Su verdadero poder radicaba en conectar a personas poderosas que normalmente se miraban con recelo. Era el facilitador perfecto, y las mujeres menores de edad se convirtieron en una de sus cartas de presentación más oscuras. La palabra "harén" aparece repetidamente en los documentos judiciales de su caso.

El círculo vicioso de la validación social

Un análisis del podcast de The New York Times entre Ezra Klein y Anand Giridharadas revela cómo funcionaba esta red de protección. Una vez que Epstein perdió su invisibilidad inicial, se activó un cerco de solidaridad entre sus contactos.
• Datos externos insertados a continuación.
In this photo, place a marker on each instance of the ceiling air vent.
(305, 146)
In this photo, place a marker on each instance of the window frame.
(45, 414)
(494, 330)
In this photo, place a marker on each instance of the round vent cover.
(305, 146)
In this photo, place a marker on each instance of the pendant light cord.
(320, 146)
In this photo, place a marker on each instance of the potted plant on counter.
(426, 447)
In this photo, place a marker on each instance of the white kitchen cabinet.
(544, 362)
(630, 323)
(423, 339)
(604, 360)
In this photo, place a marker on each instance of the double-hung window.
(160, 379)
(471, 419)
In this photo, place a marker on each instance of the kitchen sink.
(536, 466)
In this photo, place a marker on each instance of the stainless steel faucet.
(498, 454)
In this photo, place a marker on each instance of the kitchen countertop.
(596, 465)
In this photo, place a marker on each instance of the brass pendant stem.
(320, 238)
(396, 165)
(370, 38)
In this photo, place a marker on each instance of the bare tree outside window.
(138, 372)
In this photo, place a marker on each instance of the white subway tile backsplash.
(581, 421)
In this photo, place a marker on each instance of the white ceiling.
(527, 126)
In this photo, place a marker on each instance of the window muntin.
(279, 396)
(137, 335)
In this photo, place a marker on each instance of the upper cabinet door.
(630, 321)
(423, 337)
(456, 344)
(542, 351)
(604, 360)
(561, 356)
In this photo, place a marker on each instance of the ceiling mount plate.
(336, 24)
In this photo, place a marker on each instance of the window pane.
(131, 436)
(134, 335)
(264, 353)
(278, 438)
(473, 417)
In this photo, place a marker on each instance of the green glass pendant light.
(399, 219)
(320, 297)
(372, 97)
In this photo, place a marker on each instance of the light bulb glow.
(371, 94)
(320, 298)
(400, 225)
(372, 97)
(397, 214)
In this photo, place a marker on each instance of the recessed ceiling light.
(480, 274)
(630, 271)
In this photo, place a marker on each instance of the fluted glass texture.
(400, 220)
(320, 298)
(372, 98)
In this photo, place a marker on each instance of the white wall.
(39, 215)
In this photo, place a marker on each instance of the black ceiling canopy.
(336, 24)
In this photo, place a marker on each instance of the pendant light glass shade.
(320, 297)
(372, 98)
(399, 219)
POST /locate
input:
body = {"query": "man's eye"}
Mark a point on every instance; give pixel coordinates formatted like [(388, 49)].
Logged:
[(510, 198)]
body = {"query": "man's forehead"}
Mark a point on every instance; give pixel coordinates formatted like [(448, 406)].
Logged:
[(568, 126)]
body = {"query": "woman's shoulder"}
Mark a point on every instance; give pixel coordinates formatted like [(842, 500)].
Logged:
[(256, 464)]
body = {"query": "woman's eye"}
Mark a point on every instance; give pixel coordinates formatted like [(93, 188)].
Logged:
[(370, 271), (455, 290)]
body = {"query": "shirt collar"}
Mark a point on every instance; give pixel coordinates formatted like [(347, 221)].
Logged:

Algunos por complicidad en sus delitos, otros por mantener amistades rentables, muchos por la inercia de adular al exitoso, y varios por simple cobardía frente al poder establecido.

Como señala Giridharadas: "el poder actúa como un hecho en sí mismo y cambia lo que otros hechos significan para otras personas". Se creó un círculo vicioso de validación: si tantas personas diversas e influyentes rodeaban a Epstein, ¿cómo podía estar mal? No se juzgaba su carácter criminal, sino su capacidad de influencia.

Epstein era el chico malo del curso sin ética, el popular que manejaba todos los contactos, el director del recreo con acceso a profesores y rectores. Y el dato más revelador: nunca se graduó formalmente de ninguna institución. Su título más valioso fue el que se otorgó a sí mismo: maestro del secreto como moneda de poder.